The authors declare that they have no competing interests.
Study conception: HSK, Design: JJL, KSH. Acquisition of data: HSK, THL, SHL, JSJ, KTP. Analysis and interpretation of data: HCK, HHC. Drafting of the manuscript: JJL, SJH. Critical revision of the manuscript for important intellectual content: SOH, SJK, HSK, JYS, SMH. All the authors read and approved the final manuscript. None of the authors has any conflict of interest, financial or otherwise.
Extracorporeal membrane oxygenation (ECMO) is a useful treatment for refractory out-of-hospital cardiac arrest (OHCA). However, little is known about the predictors of survival and neurologic outcome after ECMO. We analyzed our institution’s experience with ECMO for refractory OHCA and evaluated the predictors of survival and neurologic outcome after ECMO.

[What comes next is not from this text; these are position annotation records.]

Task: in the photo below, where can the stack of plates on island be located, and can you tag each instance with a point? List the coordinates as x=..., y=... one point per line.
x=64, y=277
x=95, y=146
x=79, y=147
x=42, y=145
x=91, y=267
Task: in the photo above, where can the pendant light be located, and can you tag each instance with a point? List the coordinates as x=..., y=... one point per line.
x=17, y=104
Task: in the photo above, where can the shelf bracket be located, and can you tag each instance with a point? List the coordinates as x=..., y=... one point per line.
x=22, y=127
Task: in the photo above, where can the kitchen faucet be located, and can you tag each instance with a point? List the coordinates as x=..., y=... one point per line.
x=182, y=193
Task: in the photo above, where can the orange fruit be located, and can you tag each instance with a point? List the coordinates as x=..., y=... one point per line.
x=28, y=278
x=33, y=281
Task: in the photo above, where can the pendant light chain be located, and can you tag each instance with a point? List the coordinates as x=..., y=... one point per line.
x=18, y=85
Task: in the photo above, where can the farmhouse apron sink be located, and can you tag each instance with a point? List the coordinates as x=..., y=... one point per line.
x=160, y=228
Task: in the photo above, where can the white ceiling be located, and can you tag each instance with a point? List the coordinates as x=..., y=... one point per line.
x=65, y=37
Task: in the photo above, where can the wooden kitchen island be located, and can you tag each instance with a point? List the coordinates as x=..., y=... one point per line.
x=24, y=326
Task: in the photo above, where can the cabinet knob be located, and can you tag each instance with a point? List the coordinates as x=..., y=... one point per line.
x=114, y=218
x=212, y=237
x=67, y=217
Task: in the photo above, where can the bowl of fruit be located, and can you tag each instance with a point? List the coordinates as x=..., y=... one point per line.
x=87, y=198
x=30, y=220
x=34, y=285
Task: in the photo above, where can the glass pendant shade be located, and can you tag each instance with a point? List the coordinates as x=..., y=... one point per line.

This was a retrospective review of the medical records of 23 patients who were treated with ECMO due to OHCA that was unresponsive to conventional cardiopulmonary resuscitation, between January 2009 and January 2014.
Our ECMO team was activated within 10 min for refractory OHCA, and the 30-day survival rate was 43.5 %. In a multivariate analysis that evaluated independent factors contributing to mortality, urine output ≤ 0.5 mL · kg−1 · h−1 (defined as oliguria) during the 24 h after ECMO was statistically significant (OR, 32.271; 95 % CI, 1.379–755.282; p = 0.031). Just after ECMO implantation, 6 of the 9 patients (66.7 %) who had normal findings on brain computed tomography (CT) survived with a cerebral performance category (CPC) of grade 1. However, only 3 of the 11 patients (27 %) who had evidence of hypoxic brain damage on initial brain CT survived (their CPC grade was 4).
Based on our findings, the survival rate can be improved by rapid implantation of ECMO, and oliguria seen during the first 24 h after ECMO may be an independent predictor of mortality. Furthermore, findings on brain CT just after ECMO and subsequent images may represent an important predictor for neurologic outcome after ECMO.